Then he took the “kids” one by one, and set them up with their backs to the side of the shanty, and we, not daring to beard the lion in his den by declining, obeyed. The next morning we found ourselves set up alongside the children on the floor, while the old man and his wife were snoring on the bed. Verily, “For ways that are dark and tricks that are vain, the heathen ‘Cracker’ is peculiar.”
CHAPTER XXXII.
LOOKING FORWARD.
When I was writing the last words of the preceding chapter of this book, and was about to
“Heed my tired pen’s entreaty,
And say, oh, friends, valete,”
I seemed to be trying to awake from a trance in which I had been the unwilling instrument, compelled by an intelligence extraneous to myself to expose to an incredulous public the most sacred scenes and thoughts of a lifetime.
I had decided to relieve the patience of my readers with the thirty-first chapter; but when the retrospective kaleidoscope closed, a vision rose before me so vivid, so real, that I am constrained to describe it in the hope that the warning may prevent the tragic part of the dream from becoming a reality.
It is Christmas day in the year of our Lord, 1910; the thunder-cloud, which for many years had been increasing in blackness, now surcharged with pent-up lightnings, and overspreading our entire national horizon, bursts with the fury of a cyclone.
The great masses of the people had for a long time watched with ever-increasing rage the seeming conspiracy of the employing and professional classes to bind to their chariot-wheels those who labored with their hands. Gigantic trusts had “cornered” all the necessaries of life, and a few lily-fingered plutocrats in their marble palaces dictated to the horny-handed sons of toil the amount of their beggarly wages, and the prices they must pay for every needed article, until every job of work and every bone of charity was fought for by multitudes who mercilessly stabbed each other in their mad fury to assuage the pangs of hunger.

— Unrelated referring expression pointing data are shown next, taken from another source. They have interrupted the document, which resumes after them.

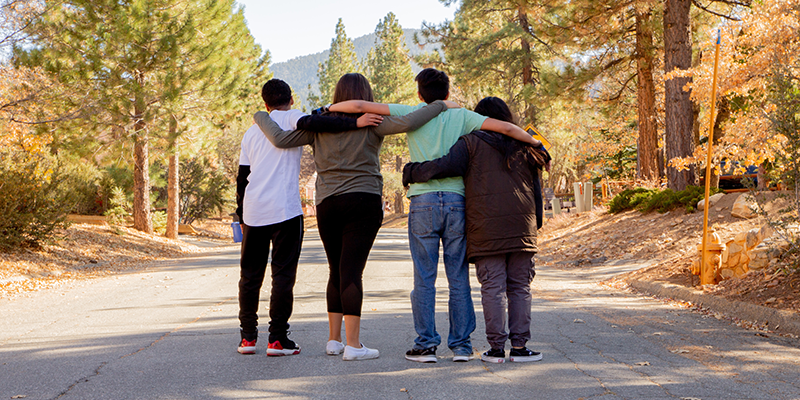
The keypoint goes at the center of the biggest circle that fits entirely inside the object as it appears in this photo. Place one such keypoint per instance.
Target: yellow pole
(706, 271)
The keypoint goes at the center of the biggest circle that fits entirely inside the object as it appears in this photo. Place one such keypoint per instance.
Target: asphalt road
(170, 332)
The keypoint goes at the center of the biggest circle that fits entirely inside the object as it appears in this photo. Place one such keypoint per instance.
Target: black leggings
(348, 224)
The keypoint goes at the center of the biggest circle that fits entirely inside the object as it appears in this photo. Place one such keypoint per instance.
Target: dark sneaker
(247, 347)
(524, 355)
(283, 347)
(424, 355)
(497, 356)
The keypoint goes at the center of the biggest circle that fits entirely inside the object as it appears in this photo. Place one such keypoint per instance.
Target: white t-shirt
(273, 189)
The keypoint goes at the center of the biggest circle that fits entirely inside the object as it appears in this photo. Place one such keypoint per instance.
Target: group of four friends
(489, 217)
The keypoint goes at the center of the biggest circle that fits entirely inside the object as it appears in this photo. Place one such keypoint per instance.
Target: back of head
(494, 107)
(276, 93)
(433, 85)
(352, 86)
(511, 149)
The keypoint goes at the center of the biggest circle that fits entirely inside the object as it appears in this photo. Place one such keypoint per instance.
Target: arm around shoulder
(277, 136)
(510, 130)
(412, 121)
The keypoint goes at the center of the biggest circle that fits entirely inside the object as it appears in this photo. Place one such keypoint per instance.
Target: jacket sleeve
(410, 122)
(241, 185)
(327, 123)
(280, 138)
(454, 163)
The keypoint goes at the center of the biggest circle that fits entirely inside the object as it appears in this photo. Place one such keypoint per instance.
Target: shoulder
(402, 109)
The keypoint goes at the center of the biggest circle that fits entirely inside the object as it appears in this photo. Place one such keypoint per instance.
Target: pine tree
(140, 60)
(341, 60)
(494, 48)
(389, 71)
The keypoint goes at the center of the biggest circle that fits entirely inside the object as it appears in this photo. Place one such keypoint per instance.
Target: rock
(743, 208)
(765, 232)
(759, 263)
(733, 259)
(751, 239)
(598, 260)
(711, 200)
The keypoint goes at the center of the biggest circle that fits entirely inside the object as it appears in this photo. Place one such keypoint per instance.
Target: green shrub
(204, 190)
(625, 199)
(119, 207)
(647, 200)
(37, 193)
(159, 222)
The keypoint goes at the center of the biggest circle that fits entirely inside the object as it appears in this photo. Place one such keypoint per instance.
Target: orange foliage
(766, 36)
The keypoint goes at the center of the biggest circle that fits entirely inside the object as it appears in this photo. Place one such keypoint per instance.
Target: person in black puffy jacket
(503, 211)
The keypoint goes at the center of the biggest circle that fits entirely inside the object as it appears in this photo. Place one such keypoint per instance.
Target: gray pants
(506, 281)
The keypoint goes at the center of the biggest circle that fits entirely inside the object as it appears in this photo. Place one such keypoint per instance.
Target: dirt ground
(670, 240)
(84, 251)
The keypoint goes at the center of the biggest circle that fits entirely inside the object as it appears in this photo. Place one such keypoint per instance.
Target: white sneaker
(334, 348)
(364, 353)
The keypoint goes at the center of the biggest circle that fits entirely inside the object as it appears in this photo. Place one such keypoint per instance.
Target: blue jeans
(435, 217)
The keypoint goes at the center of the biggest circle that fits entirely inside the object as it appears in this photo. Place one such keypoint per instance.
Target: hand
(451, 104)
(369, 119)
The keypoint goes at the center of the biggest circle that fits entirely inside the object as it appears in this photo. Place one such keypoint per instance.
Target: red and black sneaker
(247, 347)
(283, 347)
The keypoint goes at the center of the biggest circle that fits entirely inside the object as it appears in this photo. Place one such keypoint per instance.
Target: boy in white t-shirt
(269, 209)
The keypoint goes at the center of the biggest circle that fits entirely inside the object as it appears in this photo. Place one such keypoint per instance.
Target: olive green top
(347, 162)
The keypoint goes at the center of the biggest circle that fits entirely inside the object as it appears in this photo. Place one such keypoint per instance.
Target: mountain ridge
(299, 72)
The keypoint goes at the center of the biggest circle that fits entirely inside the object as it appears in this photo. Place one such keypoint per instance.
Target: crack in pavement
(162, 337)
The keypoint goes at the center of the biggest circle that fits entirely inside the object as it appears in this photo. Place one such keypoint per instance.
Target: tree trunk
(527, 63)
(648, 132)
(141, 181)
(173, 195)
(678, 106)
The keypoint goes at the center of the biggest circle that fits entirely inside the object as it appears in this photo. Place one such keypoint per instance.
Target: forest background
(137, 107)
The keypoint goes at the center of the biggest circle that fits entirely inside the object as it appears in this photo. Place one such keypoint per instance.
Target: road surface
(170, 332)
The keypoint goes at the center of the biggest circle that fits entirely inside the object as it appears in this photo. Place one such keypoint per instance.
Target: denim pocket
(456, 220)
(420, 221)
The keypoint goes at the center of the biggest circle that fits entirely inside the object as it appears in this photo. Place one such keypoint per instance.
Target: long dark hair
(494, 107)
(353, 86)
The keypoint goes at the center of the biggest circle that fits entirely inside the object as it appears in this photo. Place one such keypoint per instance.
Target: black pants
(287, 239)
(348, 224)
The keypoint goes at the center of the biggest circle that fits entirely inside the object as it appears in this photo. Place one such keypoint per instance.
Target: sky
(293, 28)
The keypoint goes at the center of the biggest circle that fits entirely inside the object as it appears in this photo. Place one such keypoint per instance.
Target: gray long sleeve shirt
(347, 162)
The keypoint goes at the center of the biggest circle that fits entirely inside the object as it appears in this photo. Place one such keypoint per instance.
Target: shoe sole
(423, 359)
(494, 360)
(525, 358)
(281, 353)
(360, 358)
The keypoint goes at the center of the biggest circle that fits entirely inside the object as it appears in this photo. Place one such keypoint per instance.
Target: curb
(779, 321)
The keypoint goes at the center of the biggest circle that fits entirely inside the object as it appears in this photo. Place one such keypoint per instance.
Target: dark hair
(353, 86)
(276, 93)
(511, 149)
(432, 85)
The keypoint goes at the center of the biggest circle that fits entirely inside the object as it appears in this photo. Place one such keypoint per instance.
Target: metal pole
(706, 271)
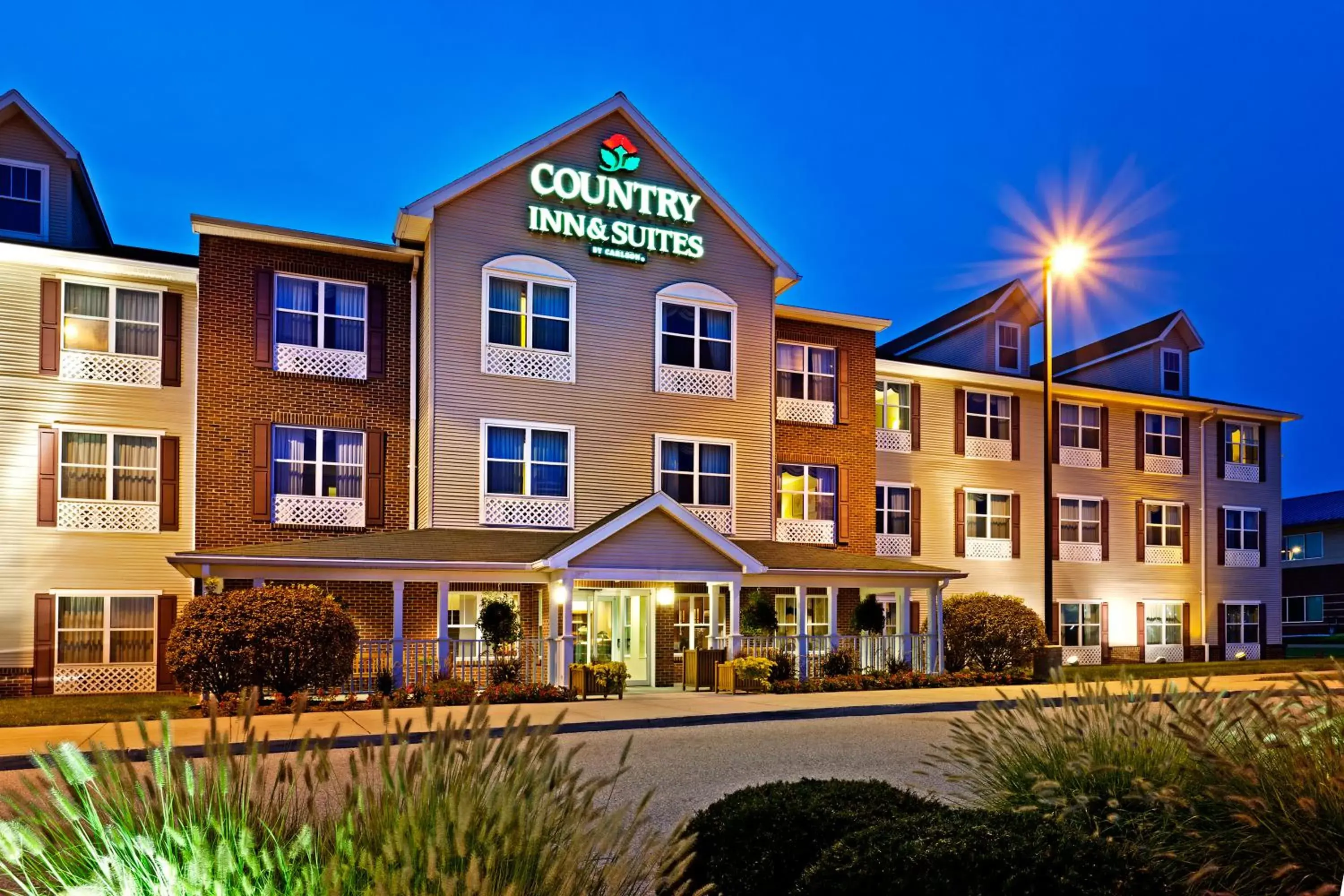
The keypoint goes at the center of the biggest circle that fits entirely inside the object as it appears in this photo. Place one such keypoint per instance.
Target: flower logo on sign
(619, 154)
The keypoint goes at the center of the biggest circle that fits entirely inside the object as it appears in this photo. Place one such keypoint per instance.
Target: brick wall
(851, 445)
(233, 394)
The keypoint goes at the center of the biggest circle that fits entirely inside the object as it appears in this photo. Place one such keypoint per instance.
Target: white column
(398, 642)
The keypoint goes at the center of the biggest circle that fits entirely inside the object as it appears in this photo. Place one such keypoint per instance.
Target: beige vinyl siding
(38, 559)
(21, 140)
(612, 406)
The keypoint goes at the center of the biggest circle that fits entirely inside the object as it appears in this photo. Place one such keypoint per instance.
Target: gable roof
(1123, 343)
(1327, 507)
(425, 206)
(959, 318)
(13, 103)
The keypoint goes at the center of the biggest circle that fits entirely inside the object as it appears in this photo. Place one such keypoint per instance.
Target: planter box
(698, 668)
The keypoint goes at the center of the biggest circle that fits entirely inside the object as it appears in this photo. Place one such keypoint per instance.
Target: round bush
(976, 853)
(990, 632)
(758, 840)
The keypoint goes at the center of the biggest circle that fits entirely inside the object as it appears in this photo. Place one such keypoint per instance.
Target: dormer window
(1008, 347)
(1172, 371)
(23, 199)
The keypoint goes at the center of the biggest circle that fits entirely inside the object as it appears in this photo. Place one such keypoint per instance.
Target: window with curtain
(807, 492)
(21, 198)
(318, 462)
(111, 319)
(695, 336)
(807, 373)
(109, 466)
(320, 314)
(112, 629)
(697, 473)
(893, 405)
(522, 460)
(527, 314)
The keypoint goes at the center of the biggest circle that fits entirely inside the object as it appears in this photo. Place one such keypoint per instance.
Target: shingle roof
(1327, 507)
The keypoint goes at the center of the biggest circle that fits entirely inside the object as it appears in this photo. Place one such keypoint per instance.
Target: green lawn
(1194, 669)
(107, 707)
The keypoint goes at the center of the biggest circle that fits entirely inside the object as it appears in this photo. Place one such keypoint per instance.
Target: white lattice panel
(693, 381)
(1077, 552)
(988, 449)
(1080, 457)
(1163, 555)
(717, 517)
(103, 679)
(894, 441)
(799, 410)
(1164, 653)
(105, 367)
(530, 363)
(894, 546)
(322, 362)
(990, 548)
(521, 509)
(1162, 464)
(107, 516)
(1086, 656)
(806, 531)
(318, 509)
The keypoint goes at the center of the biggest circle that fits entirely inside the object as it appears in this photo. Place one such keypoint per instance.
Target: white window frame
(527, 458)
(698, 441)
(320, 314)
(1179, 371)
(112, 315)
(107, 625)
(1307, 555)
(1303, 598)
(318, 462)
(1000, 327)
(46, 202)
(108, 468)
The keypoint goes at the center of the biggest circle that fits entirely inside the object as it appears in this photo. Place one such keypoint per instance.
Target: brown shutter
(959, 426)
(49, 334)
(261, 472)
(171, 365)
(49, 456)
(1017, 526)
(1054, 433)
(377, 347)
(959, 534)
(842, 386)
(1185, 534)
(842, 505)
(1105, 437)
(170, 457)
(1185, 445)
(916, 511)
(167, 620)
(1139, 528)
(1139, 440)
(375, 452)
(914, 417)
(43, 642)
(264, 342)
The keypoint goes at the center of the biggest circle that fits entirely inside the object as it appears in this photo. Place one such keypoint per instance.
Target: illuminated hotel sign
(611, 237)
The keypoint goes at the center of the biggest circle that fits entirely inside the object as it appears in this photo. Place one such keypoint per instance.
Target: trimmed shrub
(978, 853)
(990, 632)
(757, 841)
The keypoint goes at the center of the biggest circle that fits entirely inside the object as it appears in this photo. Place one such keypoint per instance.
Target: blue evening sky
(871, 146)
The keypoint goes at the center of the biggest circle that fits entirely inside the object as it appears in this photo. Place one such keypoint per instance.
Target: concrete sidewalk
(639, 711)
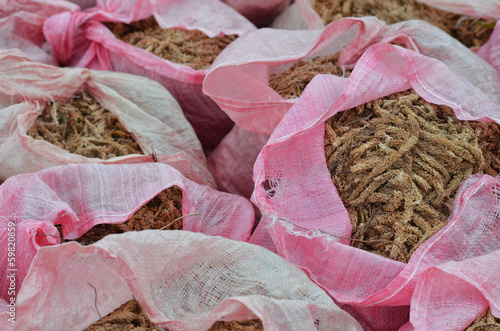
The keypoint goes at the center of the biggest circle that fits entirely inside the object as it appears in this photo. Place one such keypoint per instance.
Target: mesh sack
(84, 4)
(143, 107)
(259, 12)
(239, 78)
(302, 14)
(81, 40)
(21, 26)
(479, 9)
(79, 196)
(452, 295)
(232, 161)
(312, 228)
(184, 281)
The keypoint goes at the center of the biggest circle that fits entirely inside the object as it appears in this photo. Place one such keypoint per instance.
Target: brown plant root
(397, 163)
(248, 325)
(191, 48)
(130, 316)
(485, 322)
(82, 126)
(470, 32)
(292, 82)
(161, 212)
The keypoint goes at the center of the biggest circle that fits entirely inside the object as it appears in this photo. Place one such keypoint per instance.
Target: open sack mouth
(292, 82)
(131, 316)
(82, 126)
(163, 212)
(192, 48)
(397, 163)
(469, 31)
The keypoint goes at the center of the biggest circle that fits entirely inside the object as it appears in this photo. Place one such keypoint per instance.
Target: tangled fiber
(191, 48)
(397, 163)
(82, 126)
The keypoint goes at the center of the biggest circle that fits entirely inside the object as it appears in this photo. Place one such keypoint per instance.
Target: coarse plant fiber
(316, 220)
(143, 107)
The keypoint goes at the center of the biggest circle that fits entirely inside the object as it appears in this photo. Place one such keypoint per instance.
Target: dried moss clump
(292, 82)
(161, 212)
(190, 48)
(485, 322)
(397, 163)
(130, 316)
(471, 32)
(248, 325)
(82, 126)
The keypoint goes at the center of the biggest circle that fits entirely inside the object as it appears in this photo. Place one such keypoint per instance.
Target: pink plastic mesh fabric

When the people rallied at the polls, and elected to the high offices members of their own unions, the millionaires bribed these officials to obey their every command, and these mercenary law-makers, as often as chosen, joined the ever-growing ranks of the oppressors.
Even the almost innumerable colleges throughout the Republic, whose treasuries had absorbed countless millions of dollars, had proved a measureless curse, as they had become mere cramming machines and nurseries of lawlessness and brutality. The great universities had long idolized plug-ugly football kickers and baseball sluggers to the utter ignoring of scholarship, until the hordes of eleemosinary prize-fighters among the so-called students created a reign of terror where they were located, and far surpassed in ferocity even the gladiators of ancient Rome. The annual “athletic contest” between the two greatest universities was fought out with almost inconceivable fury on “Soldiers’ Field.”